Rowing for Harvard is a privilege and I am here tonight because of many people. Nevertheless, there are a few persons, in particular, that I shall mention. I thank David Swift, head boys crew coach while I was at Brooks School, for teaching me how to row and race hard. Bill Poirot, my football coach at Brooks, taught me the importance of intense preparation and flawless execution. The tenacious Harvard 2F, JV and 3V heavyweight armada is, in my view, a critical factor in the continued success of Harvard rowing and I thank them for relentlessly challenging the 1F and Varsity boats in every practice, on every stretch of water and on every ergometer test. The Friends of Harvard Rowing underwrote all of our campaigns (which were many), allowing us to race worthy opponents both near and far.
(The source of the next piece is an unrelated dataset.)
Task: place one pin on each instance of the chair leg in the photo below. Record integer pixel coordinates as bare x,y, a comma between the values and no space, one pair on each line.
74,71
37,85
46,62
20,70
I remain grateful for their support of our crews and, especially, for their sponsorship of the best two weeks of the season – Red Top. I am extremely fortunate to have been a member of three outstanding crews (1986 1F, 1987 and 1988 heavyweight Varsities), consisting of a collection of not only great men but also great friends, who maintained high standards and even higher expectations. Your fierce determination allowed us to achieve great success and, therefore, I say to you individually, and collectively, thank you.
Special recognition goes to my two Harvard rowing coaches: Harry Parker and Ted Washburn. My Harvard rowing campaign began under the authoritative rule of Ted, who so definitively crystallized the spirit of CREW ’89 during our freshman year through brutal conditioning and disciplined coaching. Hardly a day goes by, even now, without some of his observations coming to mind – “… you are what you settle for …,” or “… anybody can row the first thousand.” I am grateful for Ted’s effectiveness, as we went undefeated freshman year. For the next three years, I had the opportunity, and privilege, to row for Harry. Harry made things simple: thoughtfully prepare and intensely condition yourself over the course of the year, race very hard and success will follow. The ups and downs experienced along the way preparing for the racing season seemed small prices to pay because we knew that if we performed as well as we had been coached, we would go fast and win races. Harry’s ability to enable us to achieve performance levels beyond our potential was (and I am sure remains) remarkable. I said, when interviewed for the Harvard-Yale Regatta program in 1989, that “…we love rowing for Harvard and have enjoyed the challenges of rowing for Harvard. We take great pride in representing Harvard, and that always helps us when we go to the line.” After 17 years of reflection, I easily substitute Harry for Harvard.
A few highlights from many cherished memories of my Harvard rowing experience include:
• Winning the Sprints in 1986 by over a length of open water only days after Ted told us that we were the slowest freshman boat he had ever coached. I told you Ted was effective!
• Sweeping Yale in the 1986 Harvard-Yale Regatta (first time in many years). Our freshman boat win of 30+ seconds set the tone for the racing that day and the celebration during the season-end banquet that evening.
• Winning the San Diego Crew Classic in 1987 (my first Varsity race and the first of the year) with our wooden training oars, a borrowed boat more suitable for a lightweight crew, and a rating that never exceeded 34 strokes per minute after the first fifteen strokes of the race.
• Winning the National Championships in 1987 after rebuilding the Varsity boat (a.k.a. seat racing) through final exam period and during Red Top. With no more than one-half of a boat length between Brown and us the whole way down the course, we beat them by three feet and set a course record. I will never forget the feeling of strength and confidence we established in the first 500 meters of that race.
• Winning the Sprints in 1988 while sitting in the 5 seat as part of a stern four combination (Rusher at 6, Schuller at 7 and Amory at stroke) that was undefeated freshman year and whenever Harry decided to reassemble us in the Varsity boat.
• Winning the National Championships in 1988 after sweeping Yale at the Harvard-Yale Regatta a week earlier and having the sense to realize that I was fortunate to be a part of something very special – a championship Harvard Varsity heavyweight crew.
Finally, I thank Harvard College for giving me the opportunity to earn a membership in such a storied athletic tradition. I am, and will always be, extremely proud to have been a Harvard Varsity heavyweight oarsman.